Figure 3.. 3G6 and RAM.1 differentially modulate CHO-Ib-IX activation by anti-LBD MAbs and VWF.

(A) Mean length of filopodia extended by CHO-Ib-IX cells on AK2, 6B4, 6B4 Fab, or VWF + botrocetin (Bc), ±3G6/RAM.1 in solution. (B) Mean # of filopodia (≥ 1.5 μm) per cell for each condition in (A). (C) Quantitation of cell area for each condition in (A). For all graphs, each point represents the mean value of ≥30 cells from an experimental replicate. Error bars are mean ± SEM. Significance determined by one-way ANOVA with post-hoc Tukey. p≤0.05; *, p≤0.01; **, p≤0.001; ***, p≤0.0001; ****.

Figure 4.. 3G6 and RAM.1 differentially modulate platelet activation by anti-LBD MAbs or VWF.

(A-B) Representative images of human platelets adhering to 6B4/AK2 (A) or VWF (B) with or without RAM.1 or 3G6 in solution. For all images, cells were stained with TRITC-Phalloidin and each image represents a max intensity projection of several z-stacks spanning the height of the cells. Scale bars = 10 μm. (C-D) Stacked bar graphs showing the ratio of platelets adopting a spread, filopodia-extending, or resting morphology under the conditions in (A) and (B), respectively. Morphological classification was performed by individuals blinded to experimental conditions. Error bars represent mean ± SD, n=4. (E-F) Individual graphs of each morphology in (C) and (D), respectively. Filopodia were defined as protrusions ≥0.5 μm in length. Significance determined by one-way ANOVA with post-hoc Tukey. p≤0.05; *, p≤0.01; **, p≤0.0001; ****.

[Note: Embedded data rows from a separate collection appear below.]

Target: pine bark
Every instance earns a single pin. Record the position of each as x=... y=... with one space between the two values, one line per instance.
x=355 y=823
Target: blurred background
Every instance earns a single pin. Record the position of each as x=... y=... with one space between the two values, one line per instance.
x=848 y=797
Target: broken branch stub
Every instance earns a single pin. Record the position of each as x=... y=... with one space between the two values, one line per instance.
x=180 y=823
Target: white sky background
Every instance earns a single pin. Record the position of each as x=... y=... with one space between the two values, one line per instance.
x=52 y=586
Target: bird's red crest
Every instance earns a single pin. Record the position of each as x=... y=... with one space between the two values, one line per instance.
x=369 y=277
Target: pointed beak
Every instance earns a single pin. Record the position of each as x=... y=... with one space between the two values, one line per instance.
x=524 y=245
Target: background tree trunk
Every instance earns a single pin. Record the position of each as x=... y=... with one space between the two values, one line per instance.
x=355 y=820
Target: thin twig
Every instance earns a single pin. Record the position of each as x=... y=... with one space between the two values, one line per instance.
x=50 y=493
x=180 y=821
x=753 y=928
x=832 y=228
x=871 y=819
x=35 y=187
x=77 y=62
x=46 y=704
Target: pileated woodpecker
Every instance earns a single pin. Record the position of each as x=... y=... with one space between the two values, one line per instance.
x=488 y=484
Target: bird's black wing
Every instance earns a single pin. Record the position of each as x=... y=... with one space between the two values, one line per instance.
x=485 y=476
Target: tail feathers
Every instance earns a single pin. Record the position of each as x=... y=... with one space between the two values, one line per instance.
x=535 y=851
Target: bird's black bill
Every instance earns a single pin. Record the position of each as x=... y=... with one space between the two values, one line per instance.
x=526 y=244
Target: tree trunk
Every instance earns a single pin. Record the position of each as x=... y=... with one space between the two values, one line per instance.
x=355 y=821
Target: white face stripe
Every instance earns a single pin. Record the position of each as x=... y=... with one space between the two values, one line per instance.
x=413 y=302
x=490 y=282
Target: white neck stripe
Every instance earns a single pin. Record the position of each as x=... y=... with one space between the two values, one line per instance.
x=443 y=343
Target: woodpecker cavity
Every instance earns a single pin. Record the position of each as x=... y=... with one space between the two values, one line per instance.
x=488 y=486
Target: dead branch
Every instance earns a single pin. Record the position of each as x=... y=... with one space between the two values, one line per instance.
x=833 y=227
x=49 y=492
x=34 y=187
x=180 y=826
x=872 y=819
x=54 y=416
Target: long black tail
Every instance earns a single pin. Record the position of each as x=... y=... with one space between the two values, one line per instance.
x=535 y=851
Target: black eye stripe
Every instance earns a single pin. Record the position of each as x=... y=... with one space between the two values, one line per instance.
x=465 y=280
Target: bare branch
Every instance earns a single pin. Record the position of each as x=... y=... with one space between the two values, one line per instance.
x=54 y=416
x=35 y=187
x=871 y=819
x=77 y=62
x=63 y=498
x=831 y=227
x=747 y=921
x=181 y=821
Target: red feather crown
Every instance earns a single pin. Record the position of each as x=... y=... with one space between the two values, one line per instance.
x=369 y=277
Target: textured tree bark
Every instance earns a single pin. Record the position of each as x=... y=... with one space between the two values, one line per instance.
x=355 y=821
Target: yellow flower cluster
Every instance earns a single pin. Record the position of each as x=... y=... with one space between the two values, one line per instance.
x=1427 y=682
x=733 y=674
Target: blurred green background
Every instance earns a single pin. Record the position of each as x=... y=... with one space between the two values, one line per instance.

Figure 5.. 3G6 and RAM.1 modulate platelet activation downstream of GPIb-IX.

Graphs of percentage of platelets positive for P-selectin (top) or both P-selectin and β-galactose (bottom) in platelets treated with AK2 (left) or 6B4 (right) over the indicated shear range. Platelets treated with AK2/6B4 alone (black), AK2/6B4 and 3G6 (red), AK2/6B4 and RAM.1 (blue), RAM.1 alone (green), or 3G6 alone (purple). Error bars represent mean ± SD, n=3. Significance determined by one-way ANOVA with post-hoc Tukey. p≤0.01; **, p≤0.001; ***, p≤0.0001; ****. ECL (Erythrina cristagalli lectin), PSel (anti-P-Selectin MAb).